-

Coordination-driven learning in multi-agent problem spaces

0 Sean L. Barton, Nicholas R. Waytowich, and Derrik E. Asher U.S. Army Research Laboratory, Aberdeen Proving Ground Aberdeen , Maryland 21005 , USA

2018

18 19

We discuss the role of coordination as a direct learning objective in multi-agent reinforcement learning (MARL) domains. To this end, we present a novel means of quantifying coordination in multi-agent systems, and discuss the implications of using such a measure to optimize coordinated agent policies. This concept has important implications for adversary-aware RL, which we take to be a sub-domain of multi-agent learning.

Modern reinforcement learning (RL) has demonstrated a number of striking achievements in the realm of intelligent behavior by leveraging the power of deep neural networks (Mnih et al. 2015) . However, like any deep-learning system, RL agents are vulnerable to adversarial attacks that seek to undermine their learned behaviors (Huang et al. 2017) . In order for RL agents to function effectively along side humans in real-world problems, their behaviors must be resilient against such adversarial assaults.

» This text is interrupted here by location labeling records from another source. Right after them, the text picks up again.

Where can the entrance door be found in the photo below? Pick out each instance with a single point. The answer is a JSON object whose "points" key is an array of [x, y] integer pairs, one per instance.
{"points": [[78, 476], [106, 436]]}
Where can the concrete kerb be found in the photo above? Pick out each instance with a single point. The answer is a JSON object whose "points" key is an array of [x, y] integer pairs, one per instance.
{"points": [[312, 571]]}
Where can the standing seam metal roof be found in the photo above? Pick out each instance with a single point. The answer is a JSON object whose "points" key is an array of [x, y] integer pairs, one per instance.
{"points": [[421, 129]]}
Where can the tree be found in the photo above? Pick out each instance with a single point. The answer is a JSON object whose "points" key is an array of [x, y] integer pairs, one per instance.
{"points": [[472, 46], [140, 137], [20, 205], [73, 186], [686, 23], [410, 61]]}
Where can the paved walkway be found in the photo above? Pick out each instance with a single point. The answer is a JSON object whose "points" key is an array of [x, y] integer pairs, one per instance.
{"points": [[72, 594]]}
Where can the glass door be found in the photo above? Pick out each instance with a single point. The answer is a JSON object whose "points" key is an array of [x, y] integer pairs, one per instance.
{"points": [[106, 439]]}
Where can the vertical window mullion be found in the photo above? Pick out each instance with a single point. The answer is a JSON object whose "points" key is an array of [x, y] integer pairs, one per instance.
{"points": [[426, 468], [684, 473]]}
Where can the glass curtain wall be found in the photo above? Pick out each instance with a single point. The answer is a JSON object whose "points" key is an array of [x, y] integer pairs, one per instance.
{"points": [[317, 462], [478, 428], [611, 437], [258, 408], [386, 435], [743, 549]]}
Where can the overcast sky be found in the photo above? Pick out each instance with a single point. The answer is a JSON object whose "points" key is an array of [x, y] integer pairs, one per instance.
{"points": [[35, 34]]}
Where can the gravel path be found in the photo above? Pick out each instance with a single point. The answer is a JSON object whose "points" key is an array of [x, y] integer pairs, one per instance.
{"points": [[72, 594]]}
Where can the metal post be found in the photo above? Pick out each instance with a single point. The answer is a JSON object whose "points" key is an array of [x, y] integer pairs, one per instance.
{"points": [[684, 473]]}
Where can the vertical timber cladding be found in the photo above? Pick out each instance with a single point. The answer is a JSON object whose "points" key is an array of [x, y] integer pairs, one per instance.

Promisingly, there is recent evidence showing deep RL agents learn policies robust to adversary attacks at test time when they train with adversaries during learning (Behzadan and Munir 2017) . This has important implications for robust deep RL, as it suggests that security against attacks can be derived from learning. Here, we build on this idea and suggest that deriving adversary-aware agents from learning is a subset of the multi-agent reinforcement learning (MARL) problem.

At the heart of this problem is the need for an individual agent to coordinate its actions with those taken by other agents (Fulda and Ventura 2007) . Given the role of interagent coordination in MARL, we suggest that operationalizing coordination between agent actions as a direct learning objective may lead to better policies for multi-agent tasks. Here, we present a quantitative metric that can be used to measure the degree of coordination between agents over the course of learning. Further, we present a research concept for using this metric to shape agent learning towards coordinated behavior, as well as the impact that different degrees of coordination can have on multi-agent task performance. 1.1

Adversary-aware RL as MARL

Understanding adversary-aware RL agents in terms of MARL is straightforward when we consider that training in the presence of adversarial attacks is similar to training in the presence of agents pursuing competing goals. In competitive RL, outcomes are often considered zero-sum, when agents reward/loss are in direct opposition (Busoniu, Babuska, and De Schutter 2008; Crandall and Goodrich 2011) . In the case of attacks on RL agents, the adversary’s goal is typically to learn a cost function that, when optimized, minimizes the returns of the attacked agent (Pattanaik et al. 2017) . Thus, the adversary’s reward is the opposite of the attacked agent’s.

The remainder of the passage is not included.